From 2008 to 2019, the duo and their co-conspirators sought to procure goods and technology, including export-controlled "aeronautical ground support equipment, ultraviolet flame detectors, and firefighting equipment, from U.S. companies for end users in Iran, including the Government of Iran," DOJ said. The Bazzazis hid the final destination of the products by "attempting to forward them through intermediaries in Europe and elsewhere," the indictment alleged.

Two days prior, the U.S. had charged Chinese native and U.S. citizen Chenguang Gong of Thousand Oaks, California, with stealing trade secrets. From March to April, Gong who worked at an unnamed "research and development company" in Malibu, California, allegedly transferred thousands of files from his work computer to three "personal storage devices." The documents were transferred after he accepted a job at one of the unnamed company's main competitors.
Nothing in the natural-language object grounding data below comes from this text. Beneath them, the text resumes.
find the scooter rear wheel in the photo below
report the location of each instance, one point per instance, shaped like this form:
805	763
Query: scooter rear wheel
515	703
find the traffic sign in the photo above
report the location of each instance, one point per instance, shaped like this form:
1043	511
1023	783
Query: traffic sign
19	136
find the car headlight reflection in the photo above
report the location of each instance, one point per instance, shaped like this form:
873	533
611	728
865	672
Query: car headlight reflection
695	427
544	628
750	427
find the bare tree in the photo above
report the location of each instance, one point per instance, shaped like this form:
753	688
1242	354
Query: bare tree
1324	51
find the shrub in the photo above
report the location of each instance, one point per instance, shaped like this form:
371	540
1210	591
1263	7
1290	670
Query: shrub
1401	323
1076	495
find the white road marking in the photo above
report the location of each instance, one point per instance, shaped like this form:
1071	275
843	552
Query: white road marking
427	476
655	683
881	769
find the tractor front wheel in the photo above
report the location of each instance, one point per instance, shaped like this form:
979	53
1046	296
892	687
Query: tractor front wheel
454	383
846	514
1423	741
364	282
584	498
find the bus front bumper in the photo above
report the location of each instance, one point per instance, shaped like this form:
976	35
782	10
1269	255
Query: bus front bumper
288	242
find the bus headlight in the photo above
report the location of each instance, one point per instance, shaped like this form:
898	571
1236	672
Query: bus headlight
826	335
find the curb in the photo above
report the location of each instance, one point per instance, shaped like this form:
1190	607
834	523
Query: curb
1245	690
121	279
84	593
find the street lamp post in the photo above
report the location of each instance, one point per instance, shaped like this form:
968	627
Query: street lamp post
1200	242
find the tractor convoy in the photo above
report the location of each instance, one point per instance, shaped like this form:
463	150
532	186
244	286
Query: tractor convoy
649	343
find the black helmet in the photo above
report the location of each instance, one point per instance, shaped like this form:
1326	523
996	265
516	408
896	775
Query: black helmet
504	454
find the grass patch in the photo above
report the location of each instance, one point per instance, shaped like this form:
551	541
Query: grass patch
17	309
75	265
The files held "proprietary and trade secret information related to the development and design of a readout integrated circuit that allows space-based systems to detect missile launches and track ballistic and hypersonic missiles while providing resilience and a readout integrated circuit that allows aircraft to track incoming threats in low visibility environments," DOJ alleged. Files also were transferred containing secrets related to next-generation sensors, which can "detect low observable targets while demonstrating improved survivability in strategic space applications," along with blueprints for the "mechanical assemblies used to house and cryogenically cool the victim company's sensors."

DOJ said that from 2014 to 2022, while employed at numerous U.S. technology companies, Gong submitted applications to Chinese government "Talent Programs," through which Beijing identifies individuals outside of China who have special skills that can transform the Chinese economy and military. Gong allegedly sent a business proposal to someone at the 38th Research Institute of the China Electronics Technology Group Corp. while working at a Dallas-based information technology company.

The proposal laid out a plan to make high-performance analog-to-digital converters like the ones made by his employer, DOJ said. Gong traveled to China "several times to seek Talent Program funding" to develop the converters, the indictment alleged.